WebSAM | Xevion

WebSAM puts the Segment Anything models from Meta inside a browser tab. You load an image, click on something, and it gets cut out. Nothing is uploaded and no server runs the model: inference happens locally, on your own GPU, and that constraint is the whole reason it was worth building.

How it works

Segment Anything takes an image and a prompt, which can be a point, a box, or nothing at all, and returns a mask for whatever you pointed at. WebSAM runs that entire pipeline client-side. You pick a model, and the only server involved, a Cloudflare Worker, hands back a short-lived presigned URL for the weights it keeps on Cloudflare R2. The browser streams them down once, caches them in the private filesystem it gives each origin, and after that every click is local. That Worker never sees your image and never runs the model.

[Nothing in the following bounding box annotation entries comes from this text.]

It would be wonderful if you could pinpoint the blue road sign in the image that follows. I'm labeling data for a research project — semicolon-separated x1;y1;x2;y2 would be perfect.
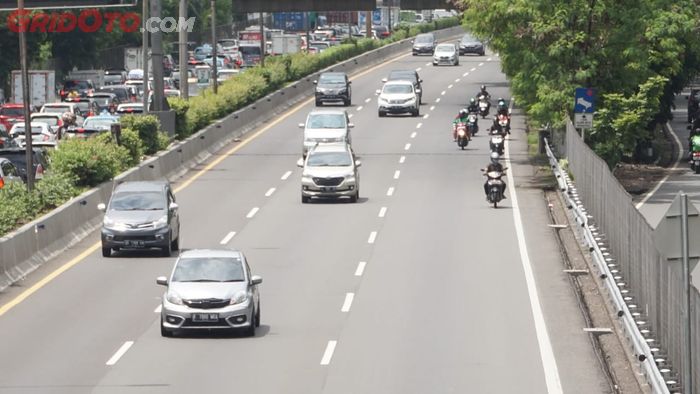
574;88;595;114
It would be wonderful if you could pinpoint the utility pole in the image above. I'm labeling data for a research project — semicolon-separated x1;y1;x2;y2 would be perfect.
141;0;148;114
151;0;165;111
211;0;219;94
17;0;34;191
178;0;190;100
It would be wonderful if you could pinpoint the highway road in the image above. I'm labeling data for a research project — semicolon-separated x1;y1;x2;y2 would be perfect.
0;38;610;394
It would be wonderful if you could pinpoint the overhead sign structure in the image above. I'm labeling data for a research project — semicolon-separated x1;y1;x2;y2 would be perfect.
0;0;136;11
233;0;377;13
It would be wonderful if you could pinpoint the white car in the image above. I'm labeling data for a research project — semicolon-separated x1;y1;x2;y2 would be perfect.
376;81;420;117
10;122;57;148
433;44;459;66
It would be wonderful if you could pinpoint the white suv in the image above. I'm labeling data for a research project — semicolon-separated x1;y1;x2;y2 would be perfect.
297;143;362;203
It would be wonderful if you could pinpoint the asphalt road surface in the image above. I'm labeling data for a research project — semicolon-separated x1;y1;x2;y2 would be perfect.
0;40;609;394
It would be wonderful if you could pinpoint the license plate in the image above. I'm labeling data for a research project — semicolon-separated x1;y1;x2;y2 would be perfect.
192;313;219;322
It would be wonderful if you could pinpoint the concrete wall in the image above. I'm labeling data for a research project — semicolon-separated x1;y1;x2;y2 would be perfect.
0;23;463;290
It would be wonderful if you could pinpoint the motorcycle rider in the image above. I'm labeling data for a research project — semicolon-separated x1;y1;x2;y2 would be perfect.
452;108;471;141
482;152;507;201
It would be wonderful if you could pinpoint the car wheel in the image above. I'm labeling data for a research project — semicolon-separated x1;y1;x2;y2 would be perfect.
160;315;173;338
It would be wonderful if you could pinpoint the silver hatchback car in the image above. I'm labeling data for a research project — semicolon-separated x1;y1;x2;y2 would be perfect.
156;249;262;337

The work splits in two. Pushing the image through the large vision backbone is the expensive step, so it runs a single time per image and the result is kept around. Every click afterward only runs the small decoder against that cached encoding, which is what keeps the interaction feeling instant.

The models

Three families, trading download size for mask quality:

SAM 2.1: Tiny through Large, 145 MB to 878 MB, runs on WebGPU
SAM 2: the same size range, also WebGPU
SlimSAM-77: a 14 MB INT8 distillation that runs on CPU through WASM, for browsers without WebGPU

The hard parts

Getting the SAM 2 encoders onto WebGPU took a detour: the raw model graph crashed the graph optimizer on a transpose pass. The fix is to convert each encoder offline into the pre-optimized ORT format with convert_onnx_models_to_ort, which skips the step that breaks.

Why convert the encoders offline?

ONNX Runtime can pre-optimize a model graph the first time it loads one, but doing that in the browser means shipping the optimizer and paying the cost on every cold start, and here it was the exact step that crashed. The .ort format bakes the already-optimized graph into the file itself.

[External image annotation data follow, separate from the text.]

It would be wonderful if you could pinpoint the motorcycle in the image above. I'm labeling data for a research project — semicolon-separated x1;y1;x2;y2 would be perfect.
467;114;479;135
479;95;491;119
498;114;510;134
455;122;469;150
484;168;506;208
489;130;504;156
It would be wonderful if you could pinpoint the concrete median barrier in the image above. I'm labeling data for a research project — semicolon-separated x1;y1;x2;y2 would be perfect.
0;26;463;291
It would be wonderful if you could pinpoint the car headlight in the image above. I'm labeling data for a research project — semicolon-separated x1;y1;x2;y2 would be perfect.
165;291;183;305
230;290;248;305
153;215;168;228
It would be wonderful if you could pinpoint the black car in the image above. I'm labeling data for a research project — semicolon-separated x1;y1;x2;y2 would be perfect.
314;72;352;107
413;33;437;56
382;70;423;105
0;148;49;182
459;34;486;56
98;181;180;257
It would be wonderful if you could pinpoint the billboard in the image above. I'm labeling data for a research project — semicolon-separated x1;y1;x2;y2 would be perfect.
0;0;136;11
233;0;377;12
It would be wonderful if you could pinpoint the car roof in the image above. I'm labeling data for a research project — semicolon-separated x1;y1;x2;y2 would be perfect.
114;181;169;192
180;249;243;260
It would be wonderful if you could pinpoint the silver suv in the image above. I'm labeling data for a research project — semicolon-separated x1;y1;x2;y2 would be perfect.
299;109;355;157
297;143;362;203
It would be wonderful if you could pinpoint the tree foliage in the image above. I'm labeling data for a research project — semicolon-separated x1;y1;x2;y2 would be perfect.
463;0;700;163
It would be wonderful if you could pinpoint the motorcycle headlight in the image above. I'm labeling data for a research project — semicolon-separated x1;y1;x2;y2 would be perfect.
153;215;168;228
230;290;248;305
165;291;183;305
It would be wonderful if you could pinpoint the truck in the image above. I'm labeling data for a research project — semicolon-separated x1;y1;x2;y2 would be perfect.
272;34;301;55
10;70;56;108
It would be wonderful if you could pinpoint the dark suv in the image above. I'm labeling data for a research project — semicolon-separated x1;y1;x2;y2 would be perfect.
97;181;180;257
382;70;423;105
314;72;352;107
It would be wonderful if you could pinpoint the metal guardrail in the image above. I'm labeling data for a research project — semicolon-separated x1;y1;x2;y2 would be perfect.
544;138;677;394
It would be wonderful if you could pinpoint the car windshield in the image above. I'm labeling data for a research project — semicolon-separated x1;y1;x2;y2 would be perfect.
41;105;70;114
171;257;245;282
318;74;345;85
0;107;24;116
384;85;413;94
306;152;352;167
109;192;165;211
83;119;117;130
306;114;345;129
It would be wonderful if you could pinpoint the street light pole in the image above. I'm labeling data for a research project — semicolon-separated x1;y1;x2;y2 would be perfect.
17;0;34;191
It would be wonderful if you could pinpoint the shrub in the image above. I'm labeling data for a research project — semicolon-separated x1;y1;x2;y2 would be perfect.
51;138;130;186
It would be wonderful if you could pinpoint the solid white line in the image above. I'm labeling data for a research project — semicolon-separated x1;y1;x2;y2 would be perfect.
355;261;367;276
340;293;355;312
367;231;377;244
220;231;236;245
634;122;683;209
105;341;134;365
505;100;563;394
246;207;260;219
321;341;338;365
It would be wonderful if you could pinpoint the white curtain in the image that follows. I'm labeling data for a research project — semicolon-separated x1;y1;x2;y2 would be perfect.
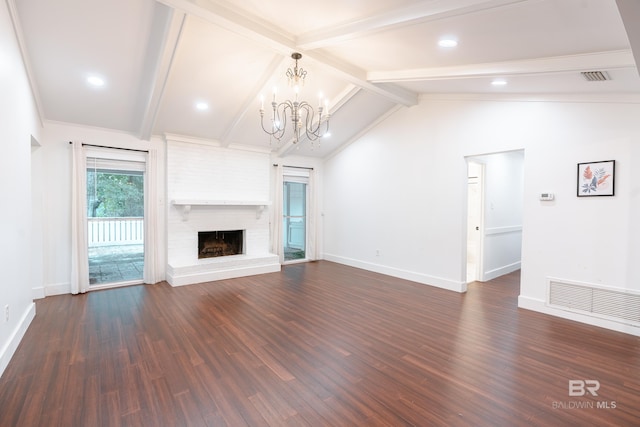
71;142;89;295
271;165;284;264
143;149;160;284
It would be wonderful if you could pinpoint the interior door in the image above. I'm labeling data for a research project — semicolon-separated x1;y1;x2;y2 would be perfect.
467;162;483;283
282;177;307;262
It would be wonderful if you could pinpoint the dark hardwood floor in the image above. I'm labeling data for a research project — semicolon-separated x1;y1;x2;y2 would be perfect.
0;261;640;427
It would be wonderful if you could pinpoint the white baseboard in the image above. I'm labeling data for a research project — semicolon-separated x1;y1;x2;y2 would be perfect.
323;254;467;292
31;286;47;299
518;295;640;336
482;261;521;282
44;283;71;297
0;303;36;376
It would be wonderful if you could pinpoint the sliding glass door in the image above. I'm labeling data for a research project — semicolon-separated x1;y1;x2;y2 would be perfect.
86;157;145;287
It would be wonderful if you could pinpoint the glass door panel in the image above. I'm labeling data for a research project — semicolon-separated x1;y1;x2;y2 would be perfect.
87;168;144;286
282;181;307;262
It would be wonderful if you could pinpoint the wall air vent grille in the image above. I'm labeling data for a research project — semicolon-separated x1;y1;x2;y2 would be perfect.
580;71;611;82
547;280;640;326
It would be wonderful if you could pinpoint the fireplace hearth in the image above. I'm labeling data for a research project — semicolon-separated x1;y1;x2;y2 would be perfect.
198;230;244;259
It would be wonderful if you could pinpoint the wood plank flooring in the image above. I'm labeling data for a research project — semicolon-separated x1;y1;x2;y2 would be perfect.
0;261;640;427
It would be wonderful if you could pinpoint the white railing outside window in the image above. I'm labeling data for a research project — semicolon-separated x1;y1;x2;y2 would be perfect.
87;217;144;247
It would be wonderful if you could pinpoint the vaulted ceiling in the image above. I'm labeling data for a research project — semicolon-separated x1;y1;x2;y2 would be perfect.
7;0;640;157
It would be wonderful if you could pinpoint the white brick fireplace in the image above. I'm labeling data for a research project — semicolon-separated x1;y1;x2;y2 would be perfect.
167;136;280;286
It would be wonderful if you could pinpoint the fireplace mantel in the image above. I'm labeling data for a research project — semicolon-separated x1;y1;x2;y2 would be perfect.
171;199;271;221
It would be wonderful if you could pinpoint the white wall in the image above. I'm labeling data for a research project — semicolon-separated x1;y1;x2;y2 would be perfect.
0;2;40;375
324;96;640;333
34;122;166;297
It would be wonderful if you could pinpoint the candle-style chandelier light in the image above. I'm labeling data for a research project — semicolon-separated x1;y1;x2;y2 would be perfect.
260;52;329;144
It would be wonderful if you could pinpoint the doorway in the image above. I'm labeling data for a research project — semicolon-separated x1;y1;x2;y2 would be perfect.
466;150;525;283
86;154;145;289
282;176;308;262
467;162;484;283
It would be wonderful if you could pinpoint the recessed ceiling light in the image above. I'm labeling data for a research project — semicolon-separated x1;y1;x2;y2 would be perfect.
87;76;104;87
438;38;458;47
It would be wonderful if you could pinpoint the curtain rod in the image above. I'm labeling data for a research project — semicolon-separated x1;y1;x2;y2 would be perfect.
69;141;149;153
273;163;313;171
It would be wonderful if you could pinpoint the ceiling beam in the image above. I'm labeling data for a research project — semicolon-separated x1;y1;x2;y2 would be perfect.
298;0;527;50
277;85;362;157
139;9;187;140
157;0;418;106
616;0;640;76
367;50;635;83
220;55;285;147
6;0;45;126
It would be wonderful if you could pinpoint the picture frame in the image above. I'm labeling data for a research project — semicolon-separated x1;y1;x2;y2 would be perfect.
577;160;616;197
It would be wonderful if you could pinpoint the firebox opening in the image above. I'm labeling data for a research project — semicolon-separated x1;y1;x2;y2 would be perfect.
198;230;244;258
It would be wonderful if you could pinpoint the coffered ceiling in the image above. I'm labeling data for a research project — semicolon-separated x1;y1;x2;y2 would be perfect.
6;0;640;157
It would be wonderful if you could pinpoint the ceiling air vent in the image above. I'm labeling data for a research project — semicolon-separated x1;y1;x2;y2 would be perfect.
580;71;611;82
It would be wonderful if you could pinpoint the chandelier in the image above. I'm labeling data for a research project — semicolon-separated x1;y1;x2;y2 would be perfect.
260;52;329;144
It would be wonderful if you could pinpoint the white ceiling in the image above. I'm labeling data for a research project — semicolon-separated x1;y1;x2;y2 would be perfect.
7;0;640;157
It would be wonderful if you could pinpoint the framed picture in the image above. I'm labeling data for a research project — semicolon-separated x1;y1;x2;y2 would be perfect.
578;160;616;197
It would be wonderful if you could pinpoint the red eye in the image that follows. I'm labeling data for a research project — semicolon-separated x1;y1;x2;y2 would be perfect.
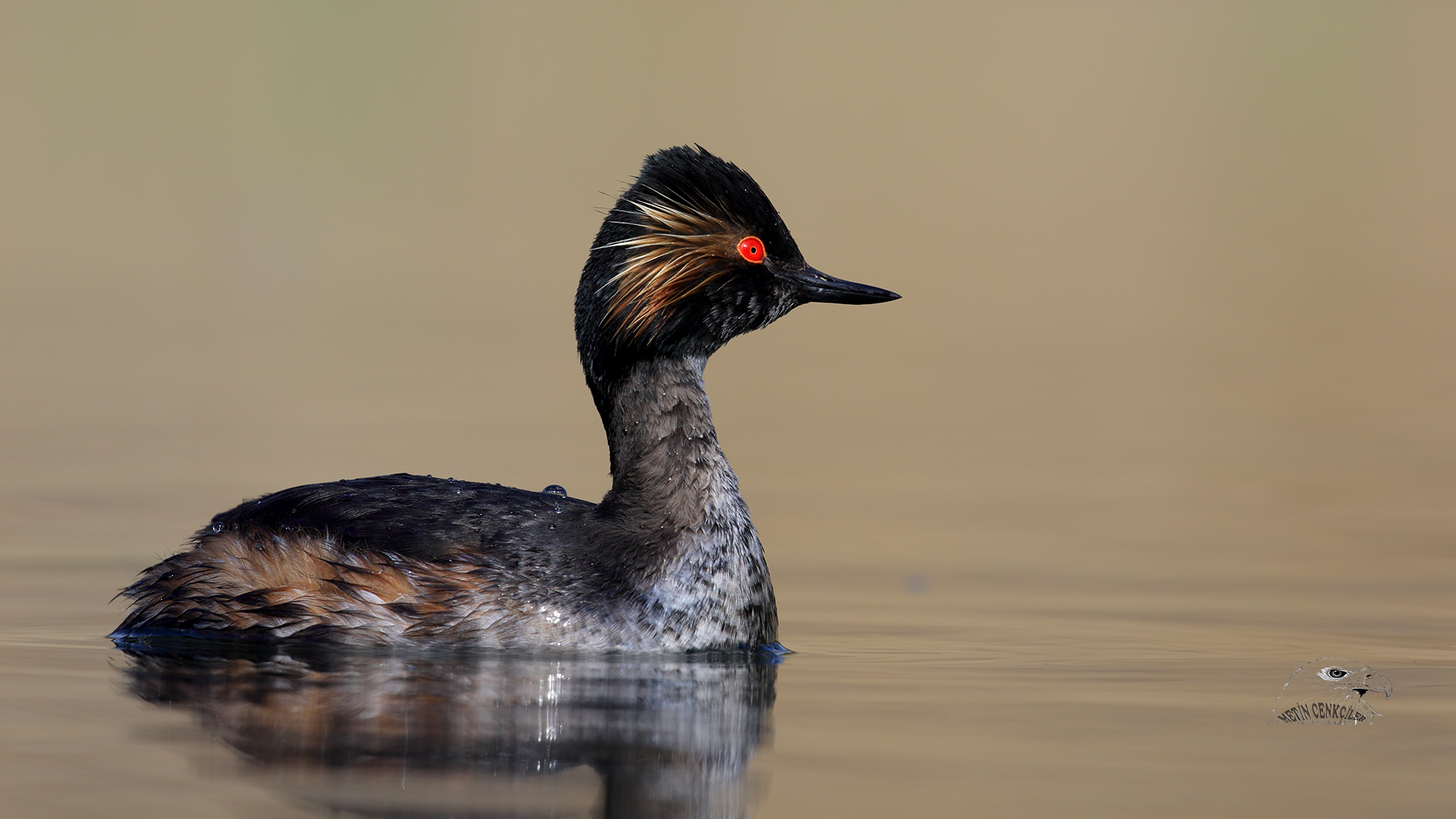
738;236;763;264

So each encoder is converted once, ahead of time, and the resulting .ort file is uploaded to Cloudflare R2 rather than shipped with the app. The browser pulls it through a short-lived presigned URL and caches it in OPFS, so the optimizer never runs on the client and the heavy weights stay out of the deploy.

SAM 1 and SAM 2 also disagree at the tensor level, with different label dtypes and a different number of encoder outputs, so the decoder carries two prompt-encoding paths instead of one. And since a single decode can still stall a frame, the whole inference layer runs in a Web Worker. The canvas never waits on the model.

Using it

Point mode marks foreground with a click and background with a right-click. Box mode drags a rectangle. Everything mode segments the whole image at once. Moving the cursor previews the mask underneath before you commit to it, and masks draw with animated outlines rather than a flat fill, so the edge stays visible against the image.

Keyboard shortcuts cover the rest: P and B switch between point and box, Esc clears every prompt, and D downloads the mask (Shift+D for the transparent cut-out).

Honest limitations

The Large weights are 878 MB. Instant once cached, but a real commitment on first load, which is why the picker leads with the smaller encoders and SlimSAM stays the works-anywhere default.